UNE FEMME SOUS INFLUENCE
Mais le cœur de Blue Jasmine est évidemment quasi intégralement entre les mains de Cate Blanchett. Bien sûr, la comédienne ne s'est jamais montrée médiocre dans un rôle, même dans des films moyens. Mais ici, elle est le centre du récit, le sujet à part entière, et Woody Allen va parfois jusqu'à la filmer en gros plan, offrant à son actrice principale une autoroute pour explorer son personnage de tous côtés et dans toutes les dimensions. Blanchett est à l'aise sur tous les registres de son rôle : parfaite en femme de la haute-société, élégante et naturellement éblouissante, très crédible en femme trompée et abusée qui se voile la face, et surtout très intense dans ses moments d'errance, de panique, de perdition, de dépression, de révolte, de folie.

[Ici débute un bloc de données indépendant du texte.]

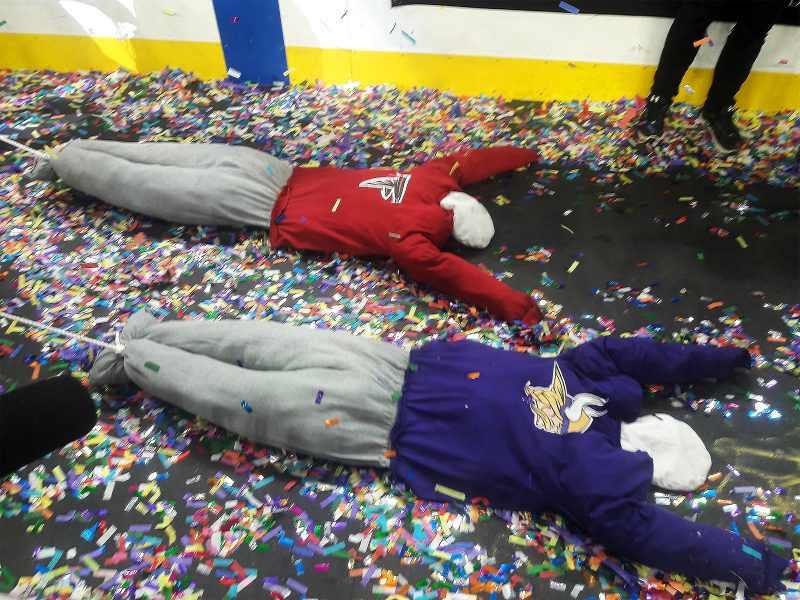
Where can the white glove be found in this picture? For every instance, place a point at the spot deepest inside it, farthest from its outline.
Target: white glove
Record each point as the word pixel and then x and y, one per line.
pixel 472 224
pixel 680 459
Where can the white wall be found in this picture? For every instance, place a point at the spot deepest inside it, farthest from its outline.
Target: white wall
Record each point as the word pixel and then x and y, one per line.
pixel 509 34
pixel 194 20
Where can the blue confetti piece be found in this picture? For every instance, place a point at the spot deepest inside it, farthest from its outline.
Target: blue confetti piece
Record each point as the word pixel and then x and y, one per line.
pixel 569 7
pixel 751 551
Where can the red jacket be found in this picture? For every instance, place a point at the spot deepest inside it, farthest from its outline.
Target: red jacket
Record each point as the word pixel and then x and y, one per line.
pixel 381 212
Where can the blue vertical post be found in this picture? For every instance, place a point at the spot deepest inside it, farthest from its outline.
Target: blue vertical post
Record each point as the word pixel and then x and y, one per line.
pixel 252 40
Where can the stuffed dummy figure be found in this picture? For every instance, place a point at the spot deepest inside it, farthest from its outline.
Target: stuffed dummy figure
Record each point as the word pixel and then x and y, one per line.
pixel 407 216
pixel 557 435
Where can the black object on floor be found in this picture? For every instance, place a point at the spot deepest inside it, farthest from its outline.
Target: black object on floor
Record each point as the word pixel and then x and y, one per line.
pixel 40 418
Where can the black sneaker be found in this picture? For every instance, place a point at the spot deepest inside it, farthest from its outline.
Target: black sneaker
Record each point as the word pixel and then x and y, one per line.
pixel 650 126
pixel 724 132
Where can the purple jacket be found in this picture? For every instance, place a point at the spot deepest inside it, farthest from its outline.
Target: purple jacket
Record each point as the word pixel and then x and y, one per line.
pixel 543 435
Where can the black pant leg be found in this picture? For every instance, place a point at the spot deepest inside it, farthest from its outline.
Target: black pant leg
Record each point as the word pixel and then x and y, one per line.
pixel 42 417
pixel 679 51
pixel 742 47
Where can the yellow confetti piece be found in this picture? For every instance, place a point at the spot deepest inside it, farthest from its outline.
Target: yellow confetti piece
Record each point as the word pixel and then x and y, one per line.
pixel 91 563
pixel 443 489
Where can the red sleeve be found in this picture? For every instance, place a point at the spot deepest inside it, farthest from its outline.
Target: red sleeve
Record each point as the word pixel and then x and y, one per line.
pixel 479 164
pixel 424 262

Le personnage de Jasmine semble, à tous points de vue, écrit pour elle, elle qui a justement interprété Blanche DuBois au théâtre au sein de la Sydney Theatre Company (qu'elle dirige), sous la direction de Liv Ullmann, en 2009. Dans sa folie et sa solitude infinie, Jasmine lorgne aussi de temps en temps du côté de Lotte, personnage de la pièce Grand et Petit de Botho Strauβ qu'elle a aussi jouée sur les planches en tournée mondiale en 2011-2012. Son travail sur Jasmine se ressent énormément de ces rôles en amont, qui viennent la nourrir et l'enrichir. On est loin ici d'un jeu minimaliste à la Scarlett Johansson ou des minauderies de Marion Cotillard ; Woody Allen renoue ici avec des figures féminines fortes et de premier plan, qu'il avait évoquées, il y a déjà un moment, çà et là (par exemple dans Maudite Aphrodite ou Melinda et Melinda), mais qu'on n'avait en vérité plus vraiment vues chez lui depuis Une autre femme, avec Gena Rowlands. La performance de Cate Blanchett est sans conteste ce qu'il y a de meilleur et de plus mémorable dans Blue Jasmine, parvenant même à réellement émouvoir à partir de ce personnage parfois antipathique, et auquel il est difficile de s'identifier. La comédienne ne se protège pas un instant, offrant à la caméra son visage sans maquillage, sa peau rougie de fatigue et de pleurs, son être entier fragilisé. A elle seule, la générosité de son jeu arrive à dépasser l'écriture, parfois trop limitée, du scénario, et nous donne accès à un véritable portrait de « femme rompue ».